When you have analysed your training sites and tested their separability, you are ready to run a supervised classification.

  1. In the Maps tree, right-click Classification MetaLayer and click Run Classification.
  2. In the Supervised Classification window, enable one of the following options in the Algorithm area
    • Parallelepiped: forces every pixel in the image to belong to one of the user-defined class types. If you choose this option and want to include Maximum Likelihood as a tie breaker, enable the With Maximum Likelihood as tie breaker check box.
    • Minimum Distance: forces every pixel in the image to belong to one of the user-defined class types.
    • Maximum Likelihood: allows a null-class parameter option. In some cases, you want to extract classes, but there are many more land cover classes represented in the imagery. Therefore, you want a proportion of pixels left unclassified, or null.

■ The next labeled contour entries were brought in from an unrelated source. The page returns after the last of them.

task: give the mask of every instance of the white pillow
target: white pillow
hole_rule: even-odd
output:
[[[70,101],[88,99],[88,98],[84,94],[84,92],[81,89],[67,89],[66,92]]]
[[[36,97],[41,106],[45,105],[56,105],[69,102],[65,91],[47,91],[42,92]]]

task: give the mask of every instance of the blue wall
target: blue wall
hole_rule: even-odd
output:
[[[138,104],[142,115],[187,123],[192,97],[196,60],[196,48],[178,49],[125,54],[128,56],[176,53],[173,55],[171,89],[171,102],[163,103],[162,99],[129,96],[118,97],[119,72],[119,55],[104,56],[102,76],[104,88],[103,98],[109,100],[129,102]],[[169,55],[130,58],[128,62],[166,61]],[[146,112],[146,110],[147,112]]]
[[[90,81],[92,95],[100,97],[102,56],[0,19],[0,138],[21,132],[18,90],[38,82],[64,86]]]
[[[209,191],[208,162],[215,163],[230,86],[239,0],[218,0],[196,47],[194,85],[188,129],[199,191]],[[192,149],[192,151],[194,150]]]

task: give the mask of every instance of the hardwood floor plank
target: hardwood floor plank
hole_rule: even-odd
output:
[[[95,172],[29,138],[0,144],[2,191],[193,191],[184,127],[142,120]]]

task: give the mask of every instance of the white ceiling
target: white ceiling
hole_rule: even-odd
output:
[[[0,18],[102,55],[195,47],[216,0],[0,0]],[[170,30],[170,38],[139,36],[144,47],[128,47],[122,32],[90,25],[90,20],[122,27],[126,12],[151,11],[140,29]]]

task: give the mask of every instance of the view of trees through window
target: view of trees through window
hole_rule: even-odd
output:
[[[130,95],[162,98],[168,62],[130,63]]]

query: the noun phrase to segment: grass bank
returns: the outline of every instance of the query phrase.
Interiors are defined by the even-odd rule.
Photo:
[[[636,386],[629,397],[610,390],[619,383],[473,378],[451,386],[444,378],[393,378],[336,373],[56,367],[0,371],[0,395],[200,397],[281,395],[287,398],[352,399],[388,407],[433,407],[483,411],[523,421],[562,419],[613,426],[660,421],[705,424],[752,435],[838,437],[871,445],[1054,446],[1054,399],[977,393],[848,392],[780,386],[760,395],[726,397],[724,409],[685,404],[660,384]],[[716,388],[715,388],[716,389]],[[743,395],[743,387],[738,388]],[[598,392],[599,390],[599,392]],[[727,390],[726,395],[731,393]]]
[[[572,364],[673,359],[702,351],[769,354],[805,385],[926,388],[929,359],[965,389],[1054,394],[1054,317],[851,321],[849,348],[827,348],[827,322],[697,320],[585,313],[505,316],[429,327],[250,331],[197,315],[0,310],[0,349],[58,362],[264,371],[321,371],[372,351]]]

  3. In the Classification Options area, enable any of the following check boxes:
    • Show Report: generates a report of the classification data.
    • Save signatures
    • Create PCT: compares your classification with another classification.
  4. Click OK.

The report should show a high overall training site accuracy. The information from each pixel in the training areas is compared to the information determined by the classifier algorithm. The overall accuracy represents the percentage of training-area pixels that were correctly classified. Your training areas are ideal examples of the classes.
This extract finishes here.